* China Feb factory activity shrinks fastest ever
* Market expects stimulus; infrastructure stocks rally
SHANGHAI/HONG KONG, March 2 (Reuters) - China and Hong Kong stocks rebounded on Monday, led by infrastructure and real estate stocks, as bleak economic data fuelled hopes Beijing will roll out further stimulus to support the world’s second-largest economy, and as new virus cases declined. ** At the midday break, the Shanghai Composite index was up 2.9% at 2,965.11 points.
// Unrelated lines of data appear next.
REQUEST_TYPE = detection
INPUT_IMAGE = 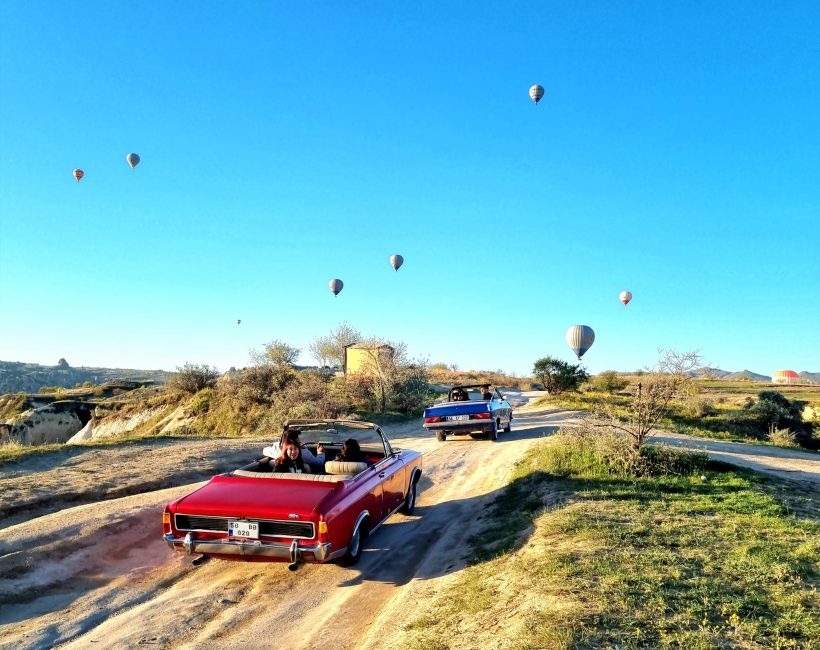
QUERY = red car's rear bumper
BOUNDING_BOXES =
[165,533,334,562]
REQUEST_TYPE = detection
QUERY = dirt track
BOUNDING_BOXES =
[0,392,566,648]
[0,398,816,649]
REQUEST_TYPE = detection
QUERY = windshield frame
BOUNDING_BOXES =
[279,420,394,458]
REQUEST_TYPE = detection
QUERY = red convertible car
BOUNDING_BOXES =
[162,420,422,570]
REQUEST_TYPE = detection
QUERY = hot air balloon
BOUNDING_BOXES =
[564,325,595,361]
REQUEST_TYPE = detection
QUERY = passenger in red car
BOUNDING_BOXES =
[336,438,367,463]
[273,440,310,474]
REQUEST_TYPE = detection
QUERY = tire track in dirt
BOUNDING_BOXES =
[0,408,564,649]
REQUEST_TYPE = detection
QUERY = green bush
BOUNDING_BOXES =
[227,364,296,404]
[744,390,812,445]
[190,388,215,415]
[171,363,219,395]
[682,397,717,418]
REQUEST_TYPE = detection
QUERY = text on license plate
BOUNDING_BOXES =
[228,521,259,539]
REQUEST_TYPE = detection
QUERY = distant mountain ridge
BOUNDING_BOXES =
[689,367,820,383]
[0,359,172,394]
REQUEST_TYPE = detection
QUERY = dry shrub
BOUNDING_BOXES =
[767,425,800,447]
[560,419,709,477]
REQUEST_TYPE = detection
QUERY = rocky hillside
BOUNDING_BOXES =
[0,359,171,394]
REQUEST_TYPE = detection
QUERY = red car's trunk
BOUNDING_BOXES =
[175,476,339,520]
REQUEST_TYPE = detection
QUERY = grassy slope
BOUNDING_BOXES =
[539,377,820,444]
[397,437,820,648]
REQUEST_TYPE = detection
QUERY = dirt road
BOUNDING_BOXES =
[0,394,567,649]
[0,394,817,650]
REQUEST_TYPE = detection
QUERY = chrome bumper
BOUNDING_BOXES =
[422,418,495,433]
[164,533,336,562]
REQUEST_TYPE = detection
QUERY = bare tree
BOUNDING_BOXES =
[250,339,301,368]
[596,349,701,449]
[308,323,362,368]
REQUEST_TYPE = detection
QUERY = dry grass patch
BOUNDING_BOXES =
[395,436,820,648]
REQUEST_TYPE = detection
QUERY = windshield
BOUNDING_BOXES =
[282,422,390,455]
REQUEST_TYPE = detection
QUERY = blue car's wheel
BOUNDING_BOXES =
[487,420,498,440]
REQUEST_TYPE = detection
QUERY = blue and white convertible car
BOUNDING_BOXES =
[424,384,513,441]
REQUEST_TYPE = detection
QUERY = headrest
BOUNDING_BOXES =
[325,460,367,475]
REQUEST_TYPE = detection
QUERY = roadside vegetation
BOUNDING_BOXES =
[0,324,436,461]
[534,350,820,449]
[396,430,820,649]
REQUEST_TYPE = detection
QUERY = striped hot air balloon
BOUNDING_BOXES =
[772,370,800,384]
[564,325,595,361]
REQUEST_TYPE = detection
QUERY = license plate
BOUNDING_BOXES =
[228,521,259,539]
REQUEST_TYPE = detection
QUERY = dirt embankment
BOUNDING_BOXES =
[0,392,816,650]
[0,398,558,648]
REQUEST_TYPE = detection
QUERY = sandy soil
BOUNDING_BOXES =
[0,394,817,650]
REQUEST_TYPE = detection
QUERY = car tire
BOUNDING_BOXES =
[339,517,370,566]
[401,477,416,515]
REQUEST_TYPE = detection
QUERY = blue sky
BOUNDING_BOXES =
[0,2,820,374]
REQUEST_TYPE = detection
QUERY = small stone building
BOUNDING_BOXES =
[344,343,396,375]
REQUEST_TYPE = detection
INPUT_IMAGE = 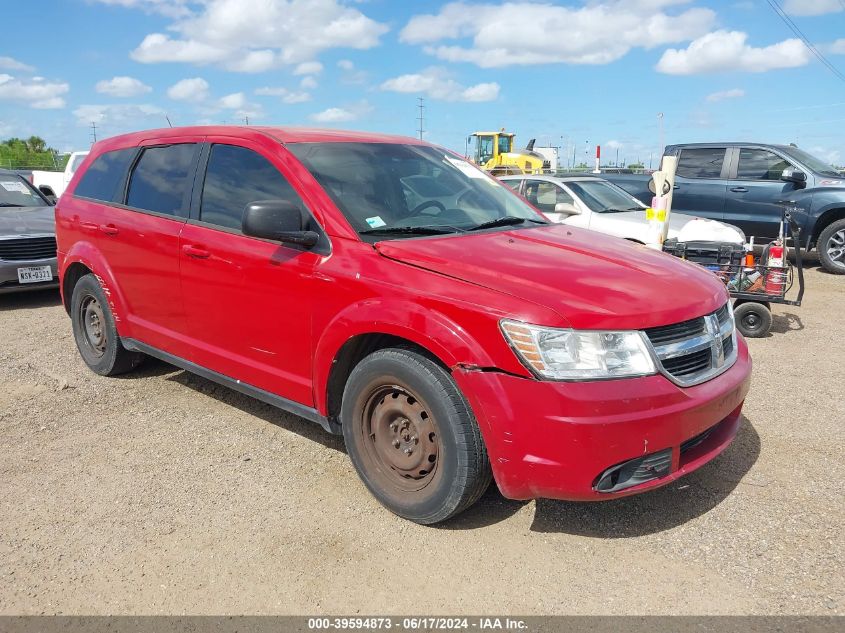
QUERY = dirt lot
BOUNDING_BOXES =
[0,269,845,615]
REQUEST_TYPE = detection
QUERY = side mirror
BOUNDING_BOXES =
[555,202,581,215]
[780,167,807,186]
[241,200,320,248]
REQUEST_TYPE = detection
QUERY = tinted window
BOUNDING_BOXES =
[676,147,725,178]
[73,147,137,202]
[200,145,304,229]
[525,180,574,213]
[126,144,196,215]
[736,149,792,180]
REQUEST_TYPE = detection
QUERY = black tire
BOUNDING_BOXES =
[70,274,144,376]
[734,301,772,338]
[816,219,845,275]
[340,348,492,525]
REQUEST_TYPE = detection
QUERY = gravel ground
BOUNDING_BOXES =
[0,268,845,615]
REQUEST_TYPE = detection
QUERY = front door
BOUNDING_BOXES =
[724,147,795,243]
[180,138,324,406]
[672,147,728,220]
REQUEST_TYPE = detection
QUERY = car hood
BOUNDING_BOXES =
[375,224,727,329]
[0,206,56,239]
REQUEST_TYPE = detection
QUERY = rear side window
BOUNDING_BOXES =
[675,147,725,178]
[126,143,197,216]
[73,147,137,202]
[200,145,304,230]
[736,149,792,180]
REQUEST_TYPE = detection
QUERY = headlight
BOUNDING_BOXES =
[501,320,657,380]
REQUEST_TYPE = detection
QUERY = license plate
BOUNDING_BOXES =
[18,266,53,284]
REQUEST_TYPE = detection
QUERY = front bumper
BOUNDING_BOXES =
[0,257,59,294]
[453,336,751,500]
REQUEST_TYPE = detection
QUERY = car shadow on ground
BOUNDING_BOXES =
[0,288,62,312]
[441,416,760,538]
[162,368,346,453]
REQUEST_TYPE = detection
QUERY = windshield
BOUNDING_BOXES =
[287,143,545,238]
[566,180,645,213]
[783,147,842,178]
[0,174,47,207]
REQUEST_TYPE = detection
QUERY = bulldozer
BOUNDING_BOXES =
[467,128,551,176]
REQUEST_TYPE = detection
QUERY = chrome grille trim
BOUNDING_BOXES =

The blue-chip CSI300 index rose 3.2%.
** CSI300’s financial sector sub-index gained 3%, the consumer staples sector rose 3.1%, the real estate index rallied almost 5% and the healthcare sub-index was up 2.2%. ** Chinese H-shares listed in Hong Kong rose 1.9%, while the Hang Seng Index was up 0.9% at 26,365.04. ** The smaller Shenzhen index jumped 3.4% and the start-up board ChiNext Composite index gained 2.9%. ** Factory activity in China contracted at the fastest pace ever in February, even worse than during the global financial crisis, highlighting the colossal damage from the coronavirus outbreak on the economy. ** China’s official Purchasing Managers’ Index (PMI) fell to a record low of 35.7 in February from 50.0 in January, the National Bureau of Statistics said on Saturday, well below the 50-point mark that separates monthly growth from contraction. ** On Monday, a private survey showed China’s factories were dealt a devastating blow in February as the coronavirus epidemic triggered the sharpest contraction in activity on record, with the health crisis paralysing large parts of the economy. ** The SSE industrials sector and SSE properties subindex both jumped more than 5%. ** Infrastructure stocks, which have an advantage in terms of low valuations and absolute prices, rallied as investors expected Beijing to step up policy support, said Wang Mingli, executive director of Youpu Investment, a Shanghai-based private equity fund. ** China’s central Hubei province, the epicentre of the country’s coronavirus outbreak, reported less than 200 cases of new infections for the first time since January.
** Around the region, MSCI’s Asia ex-Japan stock index was firmer by 1.2% while Japan’s Nikkei index was up 1.7%. ** The yuan was 0.35% stronger at 6.9665 per U.S. dollar as of 0353 GMT. The Hong Kong Dollar firmed 0.12% to 7.7833 per U.S. dollar. ** So far this year, the Shanghai stock index is down 2.8%, while CSI300 index is down 0.8%. ** The Shanghai stock index is below its 50-day moving average and above its 200-day moving average.